Segundo o estudo, o uso desses objetos não foi pontual. Na verdade, ele formou uma tradição cultural contínua que atravessou milênios, desde o Pleistoceno Superior até períodos posteriores ao contato europeu. Os dados foram encontrados em ao menos 57 sítios arqueológicos, associados a diferentes culturas e modos de vida.

Mais do que entretenimento, os jogos de azar desempenhavam funções sociais relevantes. “As apostas criaram espaços neutros e regidos por regras para os antigos nativos americanos”, relata Madden. “Eles permitiam que pessoas de diferentes grupos interagissem, trocassem bens e informações, formassem alianças e lidassem com a incerteza”. Nesse sentido, funcionavam como poderosas tecnologias sociais.

Relatos etnográficos mais recentes corroboram essa interpretação, destaca a revista Scientific American. Não à toa, observadores europeus descreveram as partidas de jogos como eventos coletivos, muitas vezes barulhentas, com regras complexas e forte engajamento comunitário.

Reescrevendo a história da probabilidade

Os impactos do estudo vão além da arqueologia. Historicamente, jogos de dados são considerados o primeiro contato sistemático da humanidade com o acaso — um precursor do desenvolvimento da teoria da probabilidade e da estatística.

Até então, acreditava-se que essas práticas haviam surgido há cerca de 5,5 mil anos. A nova evidência empurra essa origem para pelo menos 12 mil anos atrás, alterando um marco intelectual fundamental da história humana.
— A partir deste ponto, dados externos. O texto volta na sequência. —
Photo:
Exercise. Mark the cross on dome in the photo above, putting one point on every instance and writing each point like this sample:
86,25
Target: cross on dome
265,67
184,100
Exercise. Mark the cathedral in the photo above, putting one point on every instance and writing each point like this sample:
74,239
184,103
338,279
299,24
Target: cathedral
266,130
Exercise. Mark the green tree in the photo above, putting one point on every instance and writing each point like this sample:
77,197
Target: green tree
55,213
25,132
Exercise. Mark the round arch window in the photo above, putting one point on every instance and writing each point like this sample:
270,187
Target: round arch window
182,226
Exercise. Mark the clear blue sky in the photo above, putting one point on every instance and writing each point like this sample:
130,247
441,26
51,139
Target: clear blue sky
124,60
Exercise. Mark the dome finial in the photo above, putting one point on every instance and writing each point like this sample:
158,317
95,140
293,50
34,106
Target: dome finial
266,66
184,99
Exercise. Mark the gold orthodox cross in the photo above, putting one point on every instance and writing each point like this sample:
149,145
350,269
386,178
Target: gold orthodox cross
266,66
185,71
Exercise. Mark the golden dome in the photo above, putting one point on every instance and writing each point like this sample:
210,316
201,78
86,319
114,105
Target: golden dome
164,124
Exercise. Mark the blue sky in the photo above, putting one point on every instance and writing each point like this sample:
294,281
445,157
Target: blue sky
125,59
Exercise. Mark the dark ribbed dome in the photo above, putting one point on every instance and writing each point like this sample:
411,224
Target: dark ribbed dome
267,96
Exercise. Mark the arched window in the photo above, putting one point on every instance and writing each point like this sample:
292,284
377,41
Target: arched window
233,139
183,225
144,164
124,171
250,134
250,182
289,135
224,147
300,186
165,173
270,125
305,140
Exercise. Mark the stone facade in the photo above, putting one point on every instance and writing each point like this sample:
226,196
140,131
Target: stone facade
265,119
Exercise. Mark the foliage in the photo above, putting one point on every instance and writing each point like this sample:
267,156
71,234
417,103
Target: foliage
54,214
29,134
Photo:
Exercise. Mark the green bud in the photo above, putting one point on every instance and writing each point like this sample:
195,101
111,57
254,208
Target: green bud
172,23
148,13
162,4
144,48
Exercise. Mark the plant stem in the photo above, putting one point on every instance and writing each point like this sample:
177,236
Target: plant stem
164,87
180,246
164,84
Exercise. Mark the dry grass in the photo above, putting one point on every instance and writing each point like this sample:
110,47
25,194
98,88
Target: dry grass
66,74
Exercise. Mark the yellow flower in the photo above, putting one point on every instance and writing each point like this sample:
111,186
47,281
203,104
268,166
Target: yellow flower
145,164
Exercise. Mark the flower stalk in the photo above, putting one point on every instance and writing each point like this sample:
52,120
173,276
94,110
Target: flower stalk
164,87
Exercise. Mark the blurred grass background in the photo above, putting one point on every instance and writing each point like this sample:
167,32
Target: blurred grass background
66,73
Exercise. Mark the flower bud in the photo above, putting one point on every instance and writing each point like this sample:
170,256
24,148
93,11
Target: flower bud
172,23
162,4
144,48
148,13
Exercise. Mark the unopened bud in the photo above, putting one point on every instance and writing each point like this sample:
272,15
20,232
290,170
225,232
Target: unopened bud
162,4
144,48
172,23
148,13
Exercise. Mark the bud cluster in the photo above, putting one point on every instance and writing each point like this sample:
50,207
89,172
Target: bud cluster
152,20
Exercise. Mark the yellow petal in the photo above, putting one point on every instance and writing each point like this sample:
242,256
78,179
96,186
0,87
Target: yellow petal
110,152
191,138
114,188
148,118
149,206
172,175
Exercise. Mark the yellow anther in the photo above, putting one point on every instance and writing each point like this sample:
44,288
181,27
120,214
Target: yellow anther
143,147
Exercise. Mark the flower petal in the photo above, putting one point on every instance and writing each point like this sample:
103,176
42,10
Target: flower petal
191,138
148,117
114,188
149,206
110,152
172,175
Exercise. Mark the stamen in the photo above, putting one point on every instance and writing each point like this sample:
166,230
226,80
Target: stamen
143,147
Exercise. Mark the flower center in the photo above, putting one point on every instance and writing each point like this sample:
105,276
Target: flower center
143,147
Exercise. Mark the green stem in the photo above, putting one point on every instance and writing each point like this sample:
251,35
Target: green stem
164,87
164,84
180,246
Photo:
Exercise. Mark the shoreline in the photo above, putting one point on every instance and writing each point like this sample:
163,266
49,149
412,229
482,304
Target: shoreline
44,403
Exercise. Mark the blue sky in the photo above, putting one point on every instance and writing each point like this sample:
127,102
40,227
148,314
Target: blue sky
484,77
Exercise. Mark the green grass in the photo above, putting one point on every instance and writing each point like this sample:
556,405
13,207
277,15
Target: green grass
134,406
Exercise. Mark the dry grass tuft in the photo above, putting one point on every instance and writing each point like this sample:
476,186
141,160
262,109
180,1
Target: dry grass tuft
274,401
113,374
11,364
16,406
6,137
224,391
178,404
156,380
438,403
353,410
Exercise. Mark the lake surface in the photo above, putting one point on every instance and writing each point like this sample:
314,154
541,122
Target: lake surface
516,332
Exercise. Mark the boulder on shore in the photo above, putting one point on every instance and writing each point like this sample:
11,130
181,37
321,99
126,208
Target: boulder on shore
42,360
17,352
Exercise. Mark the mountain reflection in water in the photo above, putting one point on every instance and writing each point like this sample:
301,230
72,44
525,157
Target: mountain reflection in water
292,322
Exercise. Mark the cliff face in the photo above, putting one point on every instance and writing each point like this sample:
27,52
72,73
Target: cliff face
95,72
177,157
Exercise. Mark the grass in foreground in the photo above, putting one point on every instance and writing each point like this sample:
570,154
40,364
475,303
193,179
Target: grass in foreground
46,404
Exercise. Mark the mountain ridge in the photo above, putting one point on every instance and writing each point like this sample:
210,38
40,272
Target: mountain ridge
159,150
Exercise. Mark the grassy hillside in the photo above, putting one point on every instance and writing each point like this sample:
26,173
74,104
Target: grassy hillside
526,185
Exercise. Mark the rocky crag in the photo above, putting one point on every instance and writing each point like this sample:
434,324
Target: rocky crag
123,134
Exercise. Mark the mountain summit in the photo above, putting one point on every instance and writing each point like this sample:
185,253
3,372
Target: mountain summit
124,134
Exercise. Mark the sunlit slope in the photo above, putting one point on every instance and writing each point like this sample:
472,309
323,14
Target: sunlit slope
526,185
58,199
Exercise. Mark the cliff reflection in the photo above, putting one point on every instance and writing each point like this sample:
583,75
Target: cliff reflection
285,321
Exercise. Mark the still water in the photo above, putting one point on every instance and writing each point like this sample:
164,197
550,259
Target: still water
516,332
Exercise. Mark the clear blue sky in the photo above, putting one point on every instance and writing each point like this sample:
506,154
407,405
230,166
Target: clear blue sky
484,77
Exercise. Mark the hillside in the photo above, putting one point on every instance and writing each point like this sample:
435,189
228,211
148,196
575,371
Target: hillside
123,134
“Essas descobertas não afirmam que os caçadores-coletores da Era do Gelo estavam aplicando teoria formal de probabilidade”, pondera Madden. “Mas eles estavam intencionalmente criando, observando e se baseando em resultados aleatórios de maneiras repetíveis e regidas por regras, que aproveitavam regularidades probabilísticas, como a lei dos grandes números.”